|
Submitted by Assigned_Reviewer_1
Q1: Comments to author(s). First provide a summary of the paper, and then address the following criteria: Quality, clarity, originality and significance. (For detailed reviewing guidelines, see http://nips.cc/PaperInformation/ReviewerInstructions)
Quality This is a solid work that explores the trick of the gradients of neighboring data points to be similar to modify the recently proposed SAGA for SGD. The advantage of the proposed algorithm has been shown both theoretically (in Section 3) and empirically (in Section 4). However, I still think that establishing the neighborhood of the data points from the practical point of view as discussed in the paper could be an issue which could make the computational gain due to the proposed trick not as attractive as it claims.
Clarity Section 3 is not particularly easy to read through and the authors may consider adding some higher level description of the overall ideas before proceeding to the formulations and theorems.
This paper argues for its uniqueness of being able to be run in a streaming mode. This point is not clearly presented with evaluation results in the paper.
Also, there are some minor typo errors throughout the manuscript. For Eq.(3), should "i \in N_j" be "j \in N_i" instead?
Originality The trick of exploring the neighborhood is a reasonable extension of SAGA.
Significance Its significance lies on the point that the proposed enhancement is a reasonable one and is carefully studied theoretically and empirically with promising results as reported in the paper.
Q2: Please summarize your review in 1-2 sentences
The paper proposed some enhanced versions of SGD by updating the gradients of also the neighboring data points with the objective to speed up the convergence. The proposed algorithm and its variants can perform better than the recently proposed SAGA.
Submitted by Assigned_Reviewer_2
Q1: Comments to author(s). First provide a summary of the paper, and then address the following criteria: Quality, clarity, originality and significance. (For detailed reviewing guidelines, see http://nips.cc/PaperInformation/ReviewerInstructions)
NeighborhoodWatch is a existing algorithm for partial monitoring problems. Consider changing the title.
The plots are illegibly small.
Q2: Please summarize your review in 1-2 sentences
The paper presents a new method for reducing variance in stochastic gradient descent, making use of stored gradients for close-by data points. The paper provides theoretical guarantees which come with a quantitative neighborhood assumption, of which it is not clearly argued that it will typically obtain. The method is evaluated on real-world data where it is shown to be competitive with the state-of-the-art competitor SAGA.

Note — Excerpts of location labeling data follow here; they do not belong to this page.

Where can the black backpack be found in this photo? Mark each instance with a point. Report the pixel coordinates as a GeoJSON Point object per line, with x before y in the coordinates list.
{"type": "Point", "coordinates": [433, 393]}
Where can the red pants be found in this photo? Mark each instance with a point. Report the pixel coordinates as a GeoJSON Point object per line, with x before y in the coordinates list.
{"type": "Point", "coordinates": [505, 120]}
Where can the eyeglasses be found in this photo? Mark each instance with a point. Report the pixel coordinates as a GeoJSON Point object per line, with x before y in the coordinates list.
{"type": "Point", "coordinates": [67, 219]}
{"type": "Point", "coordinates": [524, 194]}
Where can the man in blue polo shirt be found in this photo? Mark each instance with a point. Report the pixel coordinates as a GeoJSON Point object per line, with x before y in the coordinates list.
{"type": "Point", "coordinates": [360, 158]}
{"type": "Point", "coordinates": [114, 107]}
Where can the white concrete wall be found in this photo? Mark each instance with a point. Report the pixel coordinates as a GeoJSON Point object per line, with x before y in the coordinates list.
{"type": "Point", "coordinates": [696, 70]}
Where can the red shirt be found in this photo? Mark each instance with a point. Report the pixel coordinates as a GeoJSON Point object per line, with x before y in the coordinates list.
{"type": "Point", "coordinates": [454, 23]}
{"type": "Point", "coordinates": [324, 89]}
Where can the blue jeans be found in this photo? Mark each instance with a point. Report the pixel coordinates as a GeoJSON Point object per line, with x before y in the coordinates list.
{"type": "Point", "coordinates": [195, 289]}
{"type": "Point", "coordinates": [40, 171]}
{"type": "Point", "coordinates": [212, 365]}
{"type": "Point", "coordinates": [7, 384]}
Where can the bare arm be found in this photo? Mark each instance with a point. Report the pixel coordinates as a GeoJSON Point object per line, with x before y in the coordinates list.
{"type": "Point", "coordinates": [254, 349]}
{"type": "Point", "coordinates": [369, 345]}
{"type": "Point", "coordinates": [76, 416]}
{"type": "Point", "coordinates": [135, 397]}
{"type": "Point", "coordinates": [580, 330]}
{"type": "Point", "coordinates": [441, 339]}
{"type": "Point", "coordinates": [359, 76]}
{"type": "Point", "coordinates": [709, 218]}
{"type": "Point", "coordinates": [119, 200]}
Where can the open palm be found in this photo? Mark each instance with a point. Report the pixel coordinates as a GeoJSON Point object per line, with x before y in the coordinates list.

Submitted by Assigned_Reviewer_3
Q1: Comments to author(s). First provide a summary of the paper, and then address the following criteria: Quality, clarity, originality and significance. (For detailed reviewing guidelines, see http://nips.cc/PaperInformation/ReviewerInstructions)
The paper presents an interesting improvement N-SAGA over SAGA and SVRG by considering neighboring structure during the updates of w. Though the paper provides improved results in convergence rate and experiments, it is not clear whether the new algorithm actually accomplishes any substantial benefits in a streaming and single epoch setting, as what authors claim, which is important as the work is incremental. Minor error: y-axis of Figure 3 should be test error or objective?
Q2: Please summarize your review in 1-2 sentences
The paper presents an interesting improvement N-SAGA over SAGA and SVRG, SGD variants that attempt to reduce variance of w. Though the idea appears interesting but it is not clear whether this "improvement" accomplishes any significant from SAGA and SVRG.
Submitted by Assigned_Reviewer_4
Q1: Comments to author(s). First provide a summary of the paper, and then address the following criteria: Quality, clarity, originality and significance. (For detailed reviewing guidelines, see http://nips.cc/PaperInformation/ReviewerInstructions)
The contribution of the paper is between learning and optimisation.
In machine learning we often encounter optimisation problems of the kind
\sum_i l(x_i,w) + \Omega(w) \to \min_w,
where x_i are known datapoints, w is a vector of model parameters, l is a measure of loss and \Omega is a regularisation functional. Using gradient descent may be time-consuming if the number of datapoints is large. It is therefore common to sample from datapoints as a way of approximating the true gradient.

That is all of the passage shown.